PRINCIPE

  • Il faut bien comprendre que cette technique associe deux gestes distincts : premièrement et toujours la pose de points de ligature artérielle en amont de l’hémorroïde interne ; deuxièmement et éventuellement une plicature de la muqueuse du bas rectum en cas de procidence muco-hémorroïdaire.

INDICATION

  • Pathologie hémorroïdaire hémorragique ou avec procidence gênante, grade 2 ou 3.

CONTRE-INDICATIONS

  • Hémorroïdes grade 4, maladie hémorroïdaire externe associée.

PREPARATION 

  • Aucune ou microlavement, suppositoire évacuateur.

ANESTHESIE 

  • Générale, rachi-anesthésie, loco-régionale (sous sédation).

POSITION DU MALADE 

  • Décubitus dorsal, cuisses fléchies sur le bassin.

MATERIEL SPECIFIQUE

  • Anuscope avec fenêtre
  • Sonde doppler adaptée à l’anuscope
  • Source lumineuse
  • Générateur Doppler
  • Fil tressé 3.0 aiguille 17 demi-cercle

LES PRINCIPALES ETAPES

  • Anesthésie périnéale : infiltration de 2×10 ml de ropivacaïne 7,5%. Le bloc peut être guidé par neurostimulation. Cf fiche bloc pudendal.
  • Examen de l’anus et du canal anal pour valider l’indication et évaluer la nécessité d’une mucopexie qui sera éventuellement associée à la ligature artérielle.

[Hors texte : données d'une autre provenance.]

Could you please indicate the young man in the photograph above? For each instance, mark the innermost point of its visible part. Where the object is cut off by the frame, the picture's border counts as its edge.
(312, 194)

Photo 1 : repérage des hémorroïdes.

  • Introduction de l’anuscope équipé de la sonde Doppler dans l’anus. Mise en route du Doppler (pédale de commande). L’extrémité de la sonde Doppler est environ à 8 cm de la marge. On recherche un signal Doppler artériel en commençant à 7h : une fois retrouvé on garde l’anuscope en place. Ligature artérielle en effectuer une rotation du porte aiguille dont l’extrémité est bloquée dans le guide prévu à l’extrémité interne de l’écarteur fenêtré, on réalise ainsi un point en croix au fil tressé 3.0. nota : on peut couper le son du générateur Doppler pour ne pas être gêné par le bruit provoqué par les manipulations.

Photo 2 : recherche du signal artériel par la sonde Doppler.

Photo 3 : point de ligature artérielle.

Présentation de l’extrémité distale du porte-aiguille dans l’opercule qui le guidera lors de sa rotation.

Photo 4 :  le point artériel est noué.

  • On répète la ligature artérielle sur les flux Doppler perçus vers 7h, 9h, 11h, 1h, 3h et 5h. Attention au pôle postérieur, pas de point trop large à 5h et 7h car risque de fissure sur ischémie. On pratique entre 6 et 8 points de ligature artérielle

Photo 5 : ligature artérielle antéro-droite.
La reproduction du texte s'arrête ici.